The following table presents financing receivables and equipment under operating leases, net held by the consolidated VIEs as of the dates indicated:
 
May 1, 2020
 
January 31, 2020
 
(in millions)
Assets held by consolidated VIEs, net:
 

 
 

Short-term, net
$
3,384

 
$
3,316

Long-term, net
3,628

 
3,348

Assets held by consolidated VIEs, net
$
7,012

 
$
6,664



Loan and lease payments and associated equipment transferred via securitization through SPEs were $1.8 billion and $1.5 billion for the three months ended May 1, 2020 and May 3, 2019, respectively.
Some of the SPEs have entered into financing arrangements with multi-seller conduits that, in turn, issue asset-backed debt securities in the capital markets.
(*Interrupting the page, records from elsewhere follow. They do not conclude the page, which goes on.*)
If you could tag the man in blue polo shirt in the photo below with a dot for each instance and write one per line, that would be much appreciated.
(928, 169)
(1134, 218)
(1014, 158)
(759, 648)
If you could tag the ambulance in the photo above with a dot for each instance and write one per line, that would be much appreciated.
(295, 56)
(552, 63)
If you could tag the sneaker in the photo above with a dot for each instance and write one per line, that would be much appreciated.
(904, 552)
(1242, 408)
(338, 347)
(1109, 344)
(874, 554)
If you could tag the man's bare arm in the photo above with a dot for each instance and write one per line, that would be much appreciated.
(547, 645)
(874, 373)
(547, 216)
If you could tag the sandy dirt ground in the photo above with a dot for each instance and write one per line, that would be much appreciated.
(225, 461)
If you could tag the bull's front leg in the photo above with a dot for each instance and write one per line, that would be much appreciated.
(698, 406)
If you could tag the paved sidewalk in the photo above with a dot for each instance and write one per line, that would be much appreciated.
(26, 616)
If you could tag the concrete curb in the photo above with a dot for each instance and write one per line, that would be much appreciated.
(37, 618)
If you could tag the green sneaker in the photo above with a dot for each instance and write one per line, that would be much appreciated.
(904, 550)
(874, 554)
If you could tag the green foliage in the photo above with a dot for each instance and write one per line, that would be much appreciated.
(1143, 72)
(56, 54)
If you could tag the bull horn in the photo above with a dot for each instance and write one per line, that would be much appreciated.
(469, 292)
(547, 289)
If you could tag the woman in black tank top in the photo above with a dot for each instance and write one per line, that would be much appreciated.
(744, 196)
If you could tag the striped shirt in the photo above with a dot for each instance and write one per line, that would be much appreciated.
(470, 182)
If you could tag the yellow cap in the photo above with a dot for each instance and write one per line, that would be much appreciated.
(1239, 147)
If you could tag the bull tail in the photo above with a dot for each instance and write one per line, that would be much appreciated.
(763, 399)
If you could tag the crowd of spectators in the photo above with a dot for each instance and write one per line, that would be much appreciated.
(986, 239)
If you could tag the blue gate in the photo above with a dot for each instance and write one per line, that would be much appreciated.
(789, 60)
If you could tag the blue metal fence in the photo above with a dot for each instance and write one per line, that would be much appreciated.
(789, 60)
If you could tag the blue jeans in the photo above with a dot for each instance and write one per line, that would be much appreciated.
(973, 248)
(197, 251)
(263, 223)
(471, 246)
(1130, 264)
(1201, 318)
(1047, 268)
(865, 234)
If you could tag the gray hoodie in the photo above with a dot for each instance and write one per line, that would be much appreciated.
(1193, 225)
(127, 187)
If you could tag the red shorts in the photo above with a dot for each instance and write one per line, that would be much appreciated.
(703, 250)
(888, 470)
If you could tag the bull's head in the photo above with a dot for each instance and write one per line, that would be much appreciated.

The DFS debt outstanding, which is collateralized by the loan and lease payments and associated equipment held by the consolidated VIEs, was $6.5 billion and $5.9 billion as of May 1, 2020 and January 31, 2020, respectively. The Company’s risk of loss related to securitized receivables is limited to the amount by which the Company’s right to receive collections for assets securitized exceeds the amount required to pay interest, principal, and fees and expenses related to the asset-backed securities. The Company provides credit enhancement to the securitizations in the form of over-collateralization.

Customer Receivables Sales

To manage certain concentrations of customer credit exposure, the Company may sell selected fixed-term customer receivables to unrelated third parties on a periodic basis, without recourse. The amount of customer receivables sold for this purpose was $21 million and $101 million for the three months ended May 1, 2020 and May 3, 2019, respectively. The Company’s continuing involvement in the above mentioned customer receivables is primarily limited to servicing arrangements.